Intel invested an estimated $740m in Cloudera in 2014. As part of the partnership between the two companies, Intel keeps Cloudera informed about new features and hardware in the pipeline, helping ensure this technology can be leveraged by Cloudera's distribution of Hadoop.
"We want to make sure that the tools we provide can take advantage of this," Cutting said about XPoint.
"We've worked very hard to minimise the CPU usage for accessing data structures that are already in memory," he said, adding Cloudera had attempted to prevent unnecessary operations that would cause the CPU to bottleneck the processing of in-memory data.
Hadoop and the cloud
Cutting is also keen to make Hadoop available to a wider number of people by making it easier to spin up Hadoop clusters in the cloud.
It is already possible to build a Hadoop cluster on various cloud platforms. For instance, those running Cloudera's Distribution of Hadoop (CDH), can use Cloudera Director to spin up clusters of virtual servers on Amazon Web Services and Google Cloud Platform.
However, there are still limitations that Cutting says need to be addressed to make the process easier, with Cloudera planning to improve support for feeding data from AWS S3 and other cloud-based storage to Hadoop's data processing engines.
"There are some adaptations we need to make to Hadoop to make it able to work better in the cloud.

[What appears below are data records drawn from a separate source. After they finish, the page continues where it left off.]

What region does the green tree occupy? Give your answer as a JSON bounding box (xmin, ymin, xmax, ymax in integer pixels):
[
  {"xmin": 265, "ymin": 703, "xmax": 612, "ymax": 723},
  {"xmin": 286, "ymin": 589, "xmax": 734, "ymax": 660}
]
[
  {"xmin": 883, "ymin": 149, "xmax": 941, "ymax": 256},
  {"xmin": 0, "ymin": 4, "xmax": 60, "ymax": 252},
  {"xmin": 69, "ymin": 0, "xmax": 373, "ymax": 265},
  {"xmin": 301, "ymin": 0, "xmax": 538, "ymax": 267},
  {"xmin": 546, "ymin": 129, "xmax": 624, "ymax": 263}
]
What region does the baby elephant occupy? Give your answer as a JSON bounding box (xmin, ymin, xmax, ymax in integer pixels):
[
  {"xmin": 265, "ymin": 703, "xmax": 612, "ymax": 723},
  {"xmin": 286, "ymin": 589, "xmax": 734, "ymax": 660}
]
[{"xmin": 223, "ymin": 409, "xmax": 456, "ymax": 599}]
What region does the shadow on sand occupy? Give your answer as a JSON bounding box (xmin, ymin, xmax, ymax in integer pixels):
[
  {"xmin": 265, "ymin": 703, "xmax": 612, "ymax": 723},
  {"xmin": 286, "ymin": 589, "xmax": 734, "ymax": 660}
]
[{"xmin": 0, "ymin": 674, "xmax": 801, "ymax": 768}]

We need to treat the storage, things like Amazon's S3, as a first-class citizen, along with HDFS [Hadoop Distributed File System] for input and output, so that people can spin up clusters dynamically," he said.
And with clusters more likely to be spun up and down in the cloud, Cutting says Cloudera also want to improve start-up times.
Another problem that Cutting would like to tackle, is making it easier to transfer a Hadoop cluster from one cloud platform to another, with Cutting dismayed at the current state of cloud lock-in.
"We think we could provide some real value in giving people portability between cloud providers. Right now, if you start developing your applications in the cloud you're very rapidly locked into one cloud vendor."
With its distribution of Hadoop, Cutting said Cloudera is in the process of building "a layer that lets people decide whether workloads go on-premise, or into Amazon, Google, Microsoft or other cloud provider."
This functionality is available to some extent via Cloudera Director today, he said, and "it's something that we'll continue to push and make that more seamless".
Looking further into the future of distributed systems, Cutting says an architecture is needed that can instantaneously consult both real-time and historical data to help make real-time decisions.
"There's various ways of doing that today and they all have flaws. I think we will iron that one out soon."
Ultimately, he believes Hadoop's legacy will be to have played a role in making big data the norm, open-source the defacto choice for software and relegating relational databases to a niche.
"We won't be talking about big data, we'll be talking about data systems. The open source stack will no longer be the new thing, it will be the incumbent and the way people operate. Relational systems will be the Cobol-equivalent and very much legacy. We'll have moved a long ways in 10 years."